In an ad-hoc workflow, you use one big frontier model for everything — paying premium prices to fix a typo or generate a boilerplate test. A designed workflow routes by task complexity:

  • Architecture, hard design → Frontier model — needs maximum reasoning
  • Initial complex implementation → Frontier model — high-stakes, ambiguous
  • Test generation → Small / cheap model — deterministic, well-specified
  • Code review (first pass) → Small / cheap model — pattern matching
  • CI / monitoring checks → Small / cheap model — repetitive, narrow

A simple routing config makes this concrete:

routing:
default: small-fast
rules:
- match: ["architecture", "design", "migration plan"]
model: frontier
- match: ["write tests", "lint", "review diff", "ci check"]
model: small-fast
- match: ["implement feature"]
model: frontier

Orchestrating a multi-model mix lets you hold output quality where it matters while driving down the cost of the deterministic majority of the work.

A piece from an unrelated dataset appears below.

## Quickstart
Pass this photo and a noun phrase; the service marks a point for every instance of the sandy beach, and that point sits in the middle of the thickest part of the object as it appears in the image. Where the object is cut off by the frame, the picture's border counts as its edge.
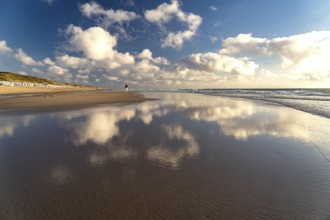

Lever three: dynamic context and skills

Tie this back to Part 2. Loading everything statically means paying for it on every call. Pushing task-specific knowledge into skills that load on demand — and reaching tools through on-demand calls rather than baking everything into the prompt — keeps the per-request payload small. At scale, the difference between "everything always loaded" and "only what's needed" is the difference between a viable cost structure and an unviable one.

A worked intuition

Suppose first-pass success goes from 40% to 80% after you invest in the rule file and a couple of skills. Tasks that used to need ~2.5 attempts now need ~1.25. That's half the tokens for the same output — before you've routed a single task to a cheaper model. Stack routing on top (cheap models handling test-gen and review, which might be half your calls) and the OpEx curve bends hard.

Set up your own workflow

  • Stop measuring only speed; start tracking token spend per shipped feature.
  • Tighten your rule file specifically to raise first-pass success and kill retry loops.
  • Set up model routing: cheap models for test-gen, review, and CI; frontier for architecture and hard implementation.
  • Move task-specific context into on-demand skills so you're not paying for it every call.
  • Compare cost-per-feature before and after — the upfront investment should show up as a lower ongoing bill.